I can't find that 95% number anywhere. Can you supply a link ?
Are you saying that you support the use of illegal snares to kill hunting dogs because most of those dogs are where they should not be ? Such a position does not seem possible coming from you or from any other sportsman for that matter. Again, legal snares are not the problem for hunting dogs, it's the illegal ones.

L & O


----------



## FREEPOP (Apr 11, 2002)

Liver and Onions said:


> I can't find that 95% number anywhere. Can you supply a link ?
> Are you saying that you support the use of illegal snares to kill hunting dogs because most of those dogs are where they should not be ? Such a position does not seem possible coming from you or from any other sportsman for that matter. Again, legal snares are not the problem for hunting dogs, it's the illegal ones.
> 
> L & O


No I'm referring to how the snare laws got changed. I'm also referring to the dog owners purposely allowing their dogs on property that they don't have permission on. 
I support no illegal use of snares and we know that some people use them anyway. I value my sporting opportunities and would never jeopardize it.


----------



## Liver and Onions (Nov 24, 2000)

FREEPOP said:


> No I'm referring to how the snare laws got changed. ...................

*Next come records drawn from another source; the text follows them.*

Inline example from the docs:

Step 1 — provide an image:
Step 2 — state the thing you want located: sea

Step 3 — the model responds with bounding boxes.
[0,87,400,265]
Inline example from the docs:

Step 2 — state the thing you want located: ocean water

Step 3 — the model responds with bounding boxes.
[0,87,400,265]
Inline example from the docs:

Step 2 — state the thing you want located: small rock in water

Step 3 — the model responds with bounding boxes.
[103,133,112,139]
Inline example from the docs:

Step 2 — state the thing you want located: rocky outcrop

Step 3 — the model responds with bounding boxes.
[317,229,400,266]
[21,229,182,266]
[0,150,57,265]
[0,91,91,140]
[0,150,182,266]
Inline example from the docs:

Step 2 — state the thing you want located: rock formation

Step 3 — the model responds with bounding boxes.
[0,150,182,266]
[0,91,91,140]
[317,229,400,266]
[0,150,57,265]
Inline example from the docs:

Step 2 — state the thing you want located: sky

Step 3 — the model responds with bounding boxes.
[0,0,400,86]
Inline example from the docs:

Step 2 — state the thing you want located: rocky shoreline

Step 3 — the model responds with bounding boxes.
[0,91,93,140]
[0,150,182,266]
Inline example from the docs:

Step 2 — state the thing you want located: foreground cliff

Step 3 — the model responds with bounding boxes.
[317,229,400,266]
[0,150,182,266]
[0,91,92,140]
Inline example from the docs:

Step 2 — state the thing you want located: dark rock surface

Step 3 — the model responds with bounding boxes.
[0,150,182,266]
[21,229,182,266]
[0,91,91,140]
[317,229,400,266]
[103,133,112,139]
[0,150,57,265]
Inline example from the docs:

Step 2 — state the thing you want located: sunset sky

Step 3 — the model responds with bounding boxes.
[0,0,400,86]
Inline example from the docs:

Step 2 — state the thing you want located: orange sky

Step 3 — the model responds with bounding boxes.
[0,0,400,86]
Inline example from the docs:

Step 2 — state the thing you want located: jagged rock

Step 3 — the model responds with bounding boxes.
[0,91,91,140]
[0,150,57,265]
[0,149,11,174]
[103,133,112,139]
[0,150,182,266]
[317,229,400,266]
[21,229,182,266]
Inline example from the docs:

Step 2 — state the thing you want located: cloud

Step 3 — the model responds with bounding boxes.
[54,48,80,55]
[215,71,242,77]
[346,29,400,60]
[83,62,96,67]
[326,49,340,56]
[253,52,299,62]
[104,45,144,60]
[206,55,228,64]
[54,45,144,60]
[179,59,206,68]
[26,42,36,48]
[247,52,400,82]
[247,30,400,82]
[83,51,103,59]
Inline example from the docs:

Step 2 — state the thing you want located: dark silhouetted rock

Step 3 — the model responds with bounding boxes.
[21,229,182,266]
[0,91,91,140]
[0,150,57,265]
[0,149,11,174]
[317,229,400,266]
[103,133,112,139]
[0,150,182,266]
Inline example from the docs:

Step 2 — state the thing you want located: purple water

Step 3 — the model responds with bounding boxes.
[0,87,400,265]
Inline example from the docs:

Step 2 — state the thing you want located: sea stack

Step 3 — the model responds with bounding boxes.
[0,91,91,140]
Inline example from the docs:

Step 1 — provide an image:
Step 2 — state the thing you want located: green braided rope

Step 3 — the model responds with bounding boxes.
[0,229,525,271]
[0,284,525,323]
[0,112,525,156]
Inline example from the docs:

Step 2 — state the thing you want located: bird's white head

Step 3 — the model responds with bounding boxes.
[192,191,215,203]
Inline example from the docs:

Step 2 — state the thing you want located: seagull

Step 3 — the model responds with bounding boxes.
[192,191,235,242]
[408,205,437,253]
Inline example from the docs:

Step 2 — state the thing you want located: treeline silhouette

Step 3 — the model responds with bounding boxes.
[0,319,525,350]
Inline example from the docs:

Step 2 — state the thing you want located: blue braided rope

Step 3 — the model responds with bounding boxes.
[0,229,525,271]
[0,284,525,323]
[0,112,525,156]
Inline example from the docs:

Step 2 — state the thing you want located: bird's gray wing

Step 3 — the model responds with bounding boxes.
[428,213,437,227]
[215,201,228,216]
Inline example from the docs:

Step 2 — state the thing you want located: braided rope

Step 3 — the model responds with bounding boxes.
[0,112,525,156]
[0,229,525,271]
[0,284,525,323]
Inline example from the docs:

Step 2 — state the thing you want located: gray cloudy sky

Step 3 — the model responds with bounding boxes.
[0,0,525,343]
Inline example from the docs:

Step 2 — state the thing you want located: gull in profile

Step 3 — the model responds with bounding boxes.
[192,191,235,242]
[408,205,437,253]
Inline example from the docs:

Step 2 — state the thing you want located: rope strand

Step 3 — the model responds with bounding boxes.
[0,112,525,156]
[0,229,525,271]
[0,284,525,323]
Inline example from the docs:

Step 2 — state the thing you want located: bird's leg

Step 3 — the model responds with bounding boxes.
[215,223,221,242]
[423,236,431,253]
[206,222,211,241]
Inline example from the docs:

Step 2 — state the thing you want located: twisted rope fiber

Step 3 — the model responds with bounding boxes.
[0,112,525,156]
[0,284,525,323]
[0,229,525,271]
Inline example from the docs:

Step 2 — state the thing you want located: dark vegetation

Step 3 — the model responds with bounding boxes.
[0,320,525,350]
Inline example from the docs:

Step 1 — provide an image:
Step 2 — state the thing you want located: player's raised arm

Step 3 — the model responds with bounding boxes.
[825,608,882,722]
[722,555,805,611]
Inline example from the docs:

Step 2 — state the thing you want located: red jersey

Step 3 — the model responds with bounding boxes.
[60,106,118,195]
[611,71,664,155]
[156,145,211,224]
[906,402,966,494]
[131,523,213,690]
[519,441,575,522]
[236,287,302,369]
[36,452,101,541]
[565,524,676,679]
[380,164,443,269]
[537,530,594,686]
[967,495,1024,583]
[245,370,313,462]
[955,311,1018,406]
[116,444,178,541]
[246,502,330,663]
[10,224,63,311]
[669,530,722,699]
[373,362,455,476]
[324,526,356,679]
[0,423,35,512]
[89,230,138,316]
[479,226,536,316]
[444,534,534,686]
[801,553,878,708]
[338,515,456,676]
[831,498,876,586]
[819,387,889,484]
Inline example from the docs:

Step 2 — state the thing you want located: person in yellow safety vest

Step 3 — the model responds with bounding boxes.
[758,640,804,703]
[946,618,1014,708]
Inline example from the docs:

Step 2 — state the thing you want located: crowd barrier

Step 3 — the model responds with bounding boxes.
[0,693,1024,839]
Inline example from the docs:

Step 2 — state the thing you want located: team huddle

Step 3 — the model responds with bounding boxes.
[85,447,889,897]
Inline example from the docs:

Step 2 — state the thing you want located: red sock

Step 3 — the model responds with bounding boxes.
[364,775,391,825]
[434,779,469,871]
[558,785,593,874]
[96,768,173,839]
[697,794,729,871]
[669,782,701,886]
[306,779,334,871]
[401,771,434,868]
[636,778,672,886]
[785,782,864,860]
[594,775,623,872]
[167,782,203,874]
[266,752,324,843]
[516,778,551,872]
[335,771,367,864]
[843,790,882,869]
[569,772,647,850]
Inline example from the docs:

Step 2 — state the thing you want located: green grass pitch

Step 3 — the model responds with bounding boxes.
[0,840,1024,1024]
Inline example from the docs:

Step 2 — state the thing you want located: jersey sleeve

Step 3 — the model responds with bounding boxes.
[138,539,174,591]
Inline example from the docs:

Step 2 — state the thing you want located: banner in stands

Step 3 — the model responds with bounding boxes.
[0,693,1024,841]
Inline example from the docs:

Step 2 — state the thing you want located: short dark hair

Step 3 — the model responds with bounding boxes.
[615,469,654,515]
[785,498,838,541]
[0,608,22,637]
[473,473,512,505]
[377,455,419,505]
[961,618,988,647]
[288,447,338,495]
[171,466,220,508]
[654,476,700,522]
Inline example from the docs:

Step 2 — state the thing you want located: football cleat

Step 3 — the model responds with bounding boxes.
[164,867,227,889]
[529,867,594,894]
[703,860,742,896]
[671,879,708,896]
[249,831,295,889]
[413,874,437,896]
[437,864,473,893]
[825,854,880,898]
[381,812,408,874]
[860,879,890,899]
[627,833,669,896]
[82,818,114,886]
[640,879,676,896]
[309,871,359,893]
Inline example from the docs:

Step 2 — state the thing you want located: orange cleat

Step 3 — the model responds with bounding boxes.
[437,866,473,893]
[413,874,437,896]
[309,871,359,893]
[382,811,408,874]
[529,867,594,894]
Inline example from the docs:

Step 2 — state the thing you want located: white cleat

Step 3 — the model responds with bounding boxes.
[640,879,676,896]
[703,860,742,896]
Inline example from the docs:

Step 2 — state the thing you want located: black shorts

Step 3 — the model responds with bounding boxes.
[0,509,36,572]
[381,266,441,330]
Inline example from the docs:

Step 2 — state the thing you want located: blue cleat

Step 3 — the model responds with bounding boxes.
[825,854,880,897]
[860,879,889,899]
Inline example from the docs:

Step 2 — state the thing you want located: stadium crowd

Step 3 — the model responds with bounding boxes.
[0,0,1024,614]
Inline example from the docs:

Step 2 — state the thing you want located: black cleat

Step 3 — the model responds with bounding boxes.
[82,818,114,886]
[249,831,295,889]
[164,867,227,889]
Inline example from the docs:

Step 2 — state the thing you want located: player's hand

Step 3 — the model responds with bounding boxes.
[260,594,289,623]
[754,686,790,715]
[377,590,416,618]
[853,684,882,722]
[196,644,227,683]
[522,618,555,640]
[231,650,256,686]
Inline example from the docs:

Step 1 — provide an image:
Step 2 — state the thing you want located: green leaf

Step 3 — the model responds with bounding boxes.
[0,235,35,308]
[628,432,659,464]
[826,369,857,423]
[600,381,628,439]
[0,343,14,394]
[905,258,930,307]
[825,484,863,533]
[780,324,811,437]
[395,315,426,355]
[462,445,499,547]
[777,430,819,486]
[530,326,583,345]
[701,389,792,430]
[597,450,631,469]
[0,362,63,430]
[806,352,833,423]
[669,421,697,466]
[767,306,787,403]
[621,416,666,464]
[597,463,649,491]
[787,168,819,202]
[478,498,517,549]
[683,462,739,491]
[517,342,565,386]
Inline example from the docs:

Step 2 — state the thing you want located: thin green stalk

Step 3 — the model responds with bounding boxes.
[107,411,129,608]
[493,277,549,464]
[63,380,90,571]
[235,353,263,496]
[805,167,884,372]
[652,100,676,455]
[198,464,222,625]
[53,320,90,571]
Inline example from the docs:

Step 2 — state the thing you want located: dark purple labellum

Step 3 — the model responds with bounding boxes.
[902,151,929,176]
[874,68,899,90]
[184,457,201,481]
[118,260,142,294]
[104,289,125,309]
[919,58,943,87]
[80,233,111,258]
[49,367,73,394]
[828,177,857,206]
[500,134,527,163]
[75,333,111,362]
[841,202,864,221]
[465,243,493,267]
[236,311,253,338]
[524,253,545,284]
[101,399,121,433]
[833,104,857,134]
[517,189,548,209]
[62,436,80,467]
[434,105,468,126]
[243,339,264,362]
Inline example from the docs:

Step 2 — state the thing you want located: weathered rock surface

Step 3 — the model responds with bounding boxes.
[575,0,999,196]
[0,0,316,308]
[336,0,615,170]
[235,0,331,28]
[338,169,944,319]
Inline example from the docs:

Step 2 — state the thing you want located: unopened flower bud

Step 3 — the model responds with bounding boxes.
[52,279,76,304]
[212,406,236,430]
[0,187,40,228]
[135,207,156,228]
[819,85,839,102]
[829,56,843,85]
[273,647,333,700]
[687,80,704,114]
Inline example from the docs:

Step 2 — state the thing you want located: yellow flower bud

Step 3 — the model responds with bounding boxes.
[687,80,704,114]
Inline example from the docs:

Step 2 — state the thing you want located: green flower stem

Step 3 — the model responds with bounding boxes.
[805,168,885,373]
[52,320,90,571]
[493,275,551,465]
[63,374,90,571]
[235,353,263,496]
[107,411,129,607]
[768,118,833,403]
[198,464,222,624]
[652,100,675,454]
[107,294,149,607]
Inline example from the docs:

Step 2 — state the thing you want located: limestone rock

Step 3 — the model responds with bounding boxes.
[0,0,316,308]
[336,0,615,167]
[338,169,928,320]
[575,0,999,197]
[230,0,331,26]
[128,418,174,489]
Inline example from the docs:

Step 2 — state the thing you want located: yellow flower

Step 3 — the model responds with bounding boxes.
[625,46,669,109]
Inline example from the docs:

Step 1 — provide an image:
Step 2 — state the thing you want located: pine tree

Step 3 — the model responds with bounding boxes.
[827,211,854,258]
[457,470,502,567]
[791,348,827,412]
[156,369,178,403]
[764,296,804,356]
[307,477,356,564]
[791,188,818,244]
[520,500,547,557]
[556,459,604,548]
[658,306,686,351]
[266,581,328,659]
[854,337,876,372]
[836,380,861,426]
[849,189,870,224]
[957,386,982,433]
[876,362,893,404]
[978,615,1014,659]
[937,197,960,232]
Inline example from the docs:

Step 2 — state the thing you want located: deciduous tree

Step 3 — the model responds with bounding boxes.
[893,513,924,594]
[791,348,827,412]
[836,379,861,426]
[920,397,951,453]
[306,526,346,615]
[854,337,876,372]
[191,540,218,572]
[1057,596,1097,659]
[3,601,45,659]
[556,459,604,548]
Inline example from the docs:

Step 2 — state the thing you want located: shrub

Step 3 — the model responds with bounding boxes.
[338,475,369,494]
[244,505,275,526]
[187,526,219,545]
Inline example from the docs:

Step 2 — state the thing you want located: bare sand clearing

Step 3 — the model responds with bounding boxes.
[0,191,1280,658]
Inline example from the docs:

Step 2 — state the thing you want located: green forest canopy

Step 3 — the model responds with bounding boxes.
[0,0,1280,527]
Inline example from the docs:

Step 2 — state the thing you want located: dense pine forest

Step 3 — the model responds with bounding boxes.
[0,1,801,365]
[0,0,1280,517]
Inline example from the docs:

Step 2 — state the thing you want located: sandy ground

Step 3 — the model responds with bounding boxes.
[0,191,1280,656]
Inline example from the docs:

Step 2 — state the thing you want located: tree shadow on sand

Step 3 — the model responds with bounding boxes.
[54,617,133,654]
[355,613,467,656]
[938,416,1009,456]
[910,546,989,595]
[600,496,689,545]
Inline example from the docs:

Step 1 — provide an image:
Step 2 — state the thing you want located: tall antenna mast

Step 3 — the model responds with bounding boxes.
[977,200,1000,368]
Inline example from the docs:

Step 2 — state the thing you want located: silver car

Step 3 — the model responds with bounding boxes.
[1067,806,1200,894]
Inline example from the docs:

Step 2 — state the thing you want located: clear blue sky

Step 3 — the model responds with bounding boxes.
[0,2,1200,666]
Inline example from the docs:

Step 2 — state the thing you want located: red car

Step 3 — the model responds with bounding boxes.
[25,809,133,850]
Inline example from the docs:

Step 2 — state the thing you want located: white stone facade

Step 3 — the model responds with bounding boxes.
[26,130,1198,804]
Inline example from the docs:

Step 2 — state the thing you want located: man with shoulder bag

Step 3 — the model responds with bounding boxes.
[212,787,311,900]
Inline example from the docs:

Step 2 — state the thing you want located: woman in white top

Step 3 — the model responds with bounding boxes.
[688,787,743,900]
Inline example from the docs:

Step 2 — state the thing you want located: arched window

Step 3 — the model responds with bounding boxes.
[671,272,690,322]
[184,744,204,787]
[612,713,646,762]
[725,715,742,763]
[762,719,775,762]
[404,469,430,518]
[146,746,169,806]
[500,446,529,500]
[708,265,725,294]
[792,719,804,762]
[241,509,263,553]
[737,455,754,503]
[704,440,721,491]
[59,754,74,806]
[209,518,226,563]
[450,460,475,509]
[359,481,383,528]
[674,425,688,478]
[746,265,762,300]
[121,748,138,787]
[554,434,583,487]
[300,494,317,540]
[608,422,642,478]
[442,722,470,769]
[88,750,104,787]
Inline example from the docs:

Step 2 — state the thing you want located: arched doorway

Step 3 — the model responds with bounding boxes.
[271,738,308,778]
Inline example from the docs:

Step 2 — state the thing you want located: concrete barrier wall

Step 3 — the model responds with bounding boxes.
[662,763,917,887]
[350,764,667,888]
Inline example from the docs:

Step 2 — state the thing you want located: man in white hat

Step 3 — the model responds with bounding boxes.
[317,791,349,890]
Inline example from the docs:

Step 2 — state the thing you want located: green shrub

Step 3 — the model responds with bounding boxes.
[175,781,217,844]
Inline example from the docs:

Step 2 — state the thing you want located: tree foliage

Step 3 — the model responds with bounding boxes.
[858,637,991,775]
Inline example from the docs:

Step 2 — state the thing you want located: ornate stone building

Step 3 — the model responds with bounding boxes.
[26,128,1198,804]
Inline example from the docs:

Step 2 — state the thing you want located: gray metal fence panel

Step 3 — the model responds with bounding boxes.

I'm not sure if I'm following this correctly. The snare laws were changed a number of years ago after a bunch of dogs were killed in what were legal snares at the time. Is this what you are referring to ? 

L & O


----------



## FREEPOP (Apr 11, 2002)

Liver and Onions said:


> I'm not sure if I'm following this correctly. The snare laws were changed a number of years ago after a bunch of dogs were killed in what were legal snares at the time. Is this what you are referring to ?
> 
> L & O


Bingo
The hound hunters were very organized, had enough money and political pul to make it happen.


----------



## wolverines (Jan 29, 2007)

FREEPOP said:


> I'm also referring to the dog owners purposely allowing their dogs on property that they don't have permission on.


Are you talking about neighbors with dogs, letting them run loose wherever they please? Or hunting dogs? I'm not familiar with the dogs getting caught in snares that you 2 are talking about...


----------



## Liver and Onions (Nov 24, 2000)

wolverines said:


> Are you talking about neighbors with dogs, letting them run loose wherever they please? Or hunting dogs? I'm not familiar with the dogs getting caught in snares that you 2 are talking about...


http://www.michigan.gov/documents/THEBOOKweb_101732_7.pdf
I posted this in the Trapping forum. Published in '06 so I'm wondering if this is still up to date. No answer yet from anyone.
I'm trying to get all of the correct information. Looks like before '06 the legal size was 2 1/2". This resulted in a number of hunting dogs getting caught and choked to death. The size and maybe the locking system diameters were increased to current diameters.
These dead dogs were documented by both the DNR and the Michigan Hunting Dog Group. 
Since increasing the size to 4 1/4" I can not see where any dog has died in a legal snare, however some trappers(should I even call them a trapper?) are still using the smaller snare resulting in deaths. I recently heard about the fine being increased to $1000 so that sparked my interest. My background in snares is very limited, but I do have a hunting dog so I want to know more.
I'm not saying everything that I written here is correct.........please correct me if I'm wrong. Documentation is always good.

L & O


----------



## FREEPOP (Apr 11, 2002)

http://www.michigan-sportsman.com/forum/threads/mi-legal-snares.491831/


----------



## Liver and Onions (Nov 24, 2000)

FREEPOP said:


> http://www.michigan-sportsman.com/forum/threads/mi-legal-snares.491831/


Interesting for sure. Thanks for the link. Too bad the recent meetings did not accomplish much. The opportunity was there. The opportunity was missed. We all want the same thing........successful trappers and the chance to release dogs unharmed.

L & O


----------